Einen vollständigen Guide zur Kommasetzung finden Sie in unserem Artikel über alle Kommaregeln im Deutschen.
Wie Sie typische Fehler systematisch vermeiden
1. Die persönliche Fehlerliste
Führen Sie eine Liste Ihrer persönlichen Problemwörter. Jeder Mensch hat seine typischen Schwachstellen – bei manchen ist es das/dass, bei anderen die Getrennt- und Zusammenschreibung. Wenn Sie Ihre wiederkehrenden Fehler kennen, können Sie gezielt darauf achten.
2. Eselsbrücken nutzen
Eselsbrücken funktionieren, weil sie abstrakte Regeln an konkrete, einprägsame Bilder oder Sätze knüpfen:
- dass/das: „Wenn du dieses, jenes, welches sagen kannst, nimm das.”

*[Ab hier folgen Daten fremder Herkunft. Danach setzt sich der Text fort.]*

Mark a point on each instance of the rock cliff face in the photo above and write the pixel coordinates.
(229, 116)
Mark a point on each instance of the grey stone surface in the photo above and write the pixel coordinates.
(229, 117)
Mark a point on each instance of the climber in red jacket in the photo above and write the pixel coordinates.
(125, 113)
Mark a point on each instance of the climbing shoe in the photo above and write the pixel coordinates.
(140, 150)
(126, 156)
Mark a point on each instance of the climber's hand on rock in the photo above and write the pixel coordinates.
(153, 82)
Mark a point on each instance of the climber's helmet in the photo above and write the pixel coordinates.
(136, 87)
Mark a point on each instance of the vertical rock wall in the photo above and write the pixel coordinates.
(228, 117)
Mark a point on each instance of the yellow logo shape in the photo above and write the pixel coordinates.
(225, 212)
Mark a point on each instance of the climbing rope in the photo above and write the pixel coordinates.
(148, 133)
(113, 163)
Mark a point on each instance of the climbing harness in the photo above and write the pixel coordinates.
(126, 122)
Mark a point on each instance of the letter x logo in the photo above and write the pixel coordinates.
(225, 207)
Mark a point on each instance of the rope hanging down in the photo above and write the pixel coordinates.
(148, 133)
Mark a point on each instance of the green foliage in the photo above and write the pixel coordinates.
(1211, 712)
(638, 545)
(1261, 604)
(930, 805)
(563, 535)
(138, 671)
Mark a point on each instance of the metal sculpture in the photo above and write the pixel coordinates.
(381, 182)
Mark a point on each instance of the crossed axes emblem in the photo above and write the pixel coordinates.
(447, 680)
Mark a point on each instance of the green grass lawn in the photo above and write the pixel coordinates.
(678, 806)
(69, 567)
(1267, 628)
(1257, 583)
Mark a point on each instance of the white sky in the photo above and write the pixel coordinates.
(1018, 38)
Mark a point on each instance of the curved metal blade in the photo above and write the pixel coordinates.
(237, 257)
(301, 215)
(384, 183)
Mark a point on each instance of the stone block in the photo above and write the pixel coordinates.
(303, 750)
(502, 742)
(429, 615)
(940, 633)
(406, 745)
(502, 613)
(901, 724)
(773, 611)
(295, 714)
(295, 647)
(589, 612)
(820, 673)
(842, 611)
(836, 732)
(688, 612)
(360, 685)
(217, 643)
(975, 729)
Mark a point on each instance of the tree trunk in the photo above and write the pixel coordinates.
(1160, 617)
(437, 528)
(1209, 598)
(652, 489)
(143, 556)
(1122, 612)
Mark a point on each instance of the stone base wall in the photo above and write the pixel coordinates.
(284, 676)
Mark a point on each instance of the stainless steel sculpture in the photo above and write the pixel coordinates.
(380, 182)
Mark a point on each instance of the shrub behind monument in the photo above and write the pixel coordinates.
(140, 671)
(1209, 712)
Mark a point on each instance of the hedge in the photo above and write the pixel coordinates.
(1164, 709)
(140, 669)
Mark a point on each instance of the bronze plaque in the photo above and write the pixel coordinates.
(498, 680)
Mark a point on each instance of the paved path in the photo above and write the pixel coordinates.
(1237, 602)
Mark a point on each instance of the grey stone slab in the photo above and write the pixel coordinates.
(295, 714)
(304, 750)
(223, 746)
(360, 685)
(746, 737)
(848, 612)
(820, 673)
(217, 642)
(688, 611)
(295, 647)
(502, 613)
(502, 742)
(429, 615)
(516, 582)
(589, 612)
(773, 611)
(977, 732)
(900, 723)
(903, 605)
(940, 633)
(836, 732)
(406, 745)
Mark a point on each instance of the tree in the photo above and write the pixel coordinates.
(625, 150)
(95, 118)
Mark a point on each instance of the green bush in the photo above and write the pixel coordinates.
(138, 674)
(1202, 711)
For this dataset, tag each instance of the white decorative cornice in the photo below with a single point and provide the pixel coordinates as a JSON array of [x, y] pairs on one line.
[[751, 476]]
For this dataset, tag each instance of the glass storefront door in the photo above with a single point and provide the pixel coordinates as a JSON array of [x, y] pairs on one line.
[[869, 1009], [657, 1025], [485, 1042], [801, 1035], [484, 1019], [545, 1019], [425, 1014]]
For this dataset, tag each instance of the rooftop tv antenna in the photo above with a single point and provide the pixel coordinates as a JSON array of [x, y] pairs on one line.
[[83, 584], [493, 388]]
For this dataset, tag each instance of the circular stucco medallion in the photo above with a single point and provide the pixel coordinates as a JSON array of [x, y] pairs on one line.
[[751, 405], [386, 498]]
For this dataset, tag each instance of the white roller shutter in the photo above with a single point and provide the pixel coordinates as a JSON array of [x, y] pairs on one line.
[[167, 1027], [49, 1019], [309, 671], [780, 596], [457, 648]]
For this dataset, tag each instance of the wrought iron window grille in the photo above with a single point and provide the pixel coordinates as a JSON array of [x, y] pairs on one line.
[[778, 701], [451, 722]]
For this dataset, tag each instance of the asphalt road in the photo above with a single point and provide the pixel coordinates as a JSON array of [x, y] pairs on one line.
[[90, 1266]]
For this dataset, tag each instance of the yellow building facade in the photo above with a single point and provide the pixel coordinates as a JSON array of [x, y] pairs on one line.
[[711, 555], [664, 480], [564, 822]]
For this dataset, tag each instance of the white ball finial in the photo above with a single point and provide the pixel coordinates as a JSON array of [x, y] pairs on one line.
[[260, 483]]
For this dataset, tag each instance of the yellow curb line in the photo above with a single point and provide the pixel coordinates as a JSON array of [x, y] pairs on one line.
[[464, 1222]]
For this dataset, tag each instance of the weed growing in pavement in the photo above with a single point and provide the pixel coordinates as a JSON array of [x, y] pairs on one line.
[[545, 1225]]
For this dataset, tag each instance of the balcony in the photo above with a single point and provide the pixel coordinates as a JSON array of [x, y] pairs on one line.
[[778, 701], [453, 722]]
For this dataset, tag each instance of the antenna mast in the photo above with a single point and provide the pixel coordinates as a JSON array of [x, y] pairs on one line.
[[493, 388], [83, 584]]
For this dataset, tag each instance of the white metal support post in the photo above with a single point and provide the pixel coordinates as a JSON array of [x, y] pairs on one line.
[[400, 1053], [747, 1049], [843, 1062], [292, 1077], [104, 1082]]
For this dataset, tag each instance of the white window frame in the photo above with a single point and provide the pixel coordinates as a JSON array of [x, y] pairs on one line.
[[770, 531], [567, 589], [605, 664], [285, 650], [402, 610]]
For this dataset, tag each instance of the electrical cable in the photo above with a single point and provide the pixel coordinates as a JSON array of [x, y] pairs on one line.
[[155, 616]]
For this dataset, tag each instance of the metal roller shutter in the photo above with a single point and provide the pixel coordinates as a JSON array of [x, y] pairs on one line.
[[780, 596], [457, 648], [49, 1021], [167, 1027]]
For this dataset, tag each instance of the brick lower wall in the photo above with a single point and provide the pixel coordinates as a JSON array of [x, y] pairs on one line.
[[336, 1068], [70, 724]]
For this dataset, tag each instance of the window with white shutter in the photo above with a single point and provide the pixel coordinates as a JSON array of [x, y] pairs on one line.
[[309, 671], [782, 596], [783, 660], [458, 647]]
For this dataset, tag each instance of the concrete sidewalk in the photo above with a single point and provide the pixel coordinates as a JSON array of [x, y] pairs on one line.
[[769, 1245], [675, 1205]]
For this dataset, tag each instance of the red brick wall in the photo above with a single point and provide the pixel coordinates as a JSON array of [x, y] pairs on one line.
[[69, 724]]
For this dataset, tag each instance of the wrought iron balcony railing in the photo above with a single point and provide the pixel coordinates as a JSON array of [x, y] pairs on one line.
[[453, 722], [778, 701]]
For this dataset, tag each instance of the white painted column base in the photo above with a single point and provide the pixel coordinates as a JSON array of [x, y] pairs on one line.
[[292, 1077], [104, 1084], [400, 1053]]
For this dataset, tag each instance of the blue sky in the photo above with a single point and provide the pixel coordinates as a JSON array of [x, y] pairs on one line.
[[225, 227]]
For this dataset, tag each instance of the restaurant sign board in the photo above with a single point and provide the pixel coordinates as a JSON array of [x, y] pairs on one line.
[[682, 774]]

- seid/seit: „Seit hat mit Zeit zu tun – beides mit t.”
- wider/wieder: „Wider ist dagegen, wieder ist nochmal.”
- Standard: „Am Ende steht ein d, nicht ein t.”
- Rhythmus: „R-h-y-t-h-m-u-s – zwei h, kein i.”
3. Korrekturlesen mit System
Lesen Sie nicht auf alle Fehler gleichzeitig. Machen Sie mehrere Durchgänge mit unterschiedlichem Fokus:
- Durchgang 1: Rechtschreibung (Verwechslungspaare, Fremdwörter)
- Durchgang 2: Kommasetzung
- Durchgang 3: Groß-/Kleinschreibung und Getrennt-/Zusammenschreibung
Mehr Techniken finden Sie in unserem Artikel Korrekturlesen lernen.
4. Tools intelligent einsetzen
Moderne Grammatiktools erkennen viele der hier aufgeführten Fehler automatisch. Nutzen Sie sie als erste Prüfinstanz, aber verlassen Sie sich nicht ausschließlich darauf. Besonders bei Getrennt- und Zusammenschreibung sowie bei Fremdwörtern sind Tools noch nicht fehlerfrei.
Fazit: Fehler kennen heißt Fehler vermeiden
Die häufigsten Rechtschreibfehler im Deutschen sind erstaunlich stabil – es sind seit Jahrzehnten dieselben Stolperstellen, die immer wieder auftauchen. Dass/das, seid/seit, falsch geschriebene Fremdwörter und Unsicherheiten bei der Groß-/Kleinschreibung dominieren die Fehlerlisten.
Das ist zugleich die gute Nachricht: Wenn Sie die 30 häufigsten Fehler kennen und gezielt an Ihren persönlichen Schwachstellen arbeiten, verbessern Sie Ihre Texte erheblich. Nutzen Sie Eselsbrücken, führen Sie eine persönliche Fehlerliste und setzen Sie digitale Tools als Sicherheitsnetz ein. So wird aus unsicherer Rechtschreibung eine solide Grundlage für klare, professionelle Texte.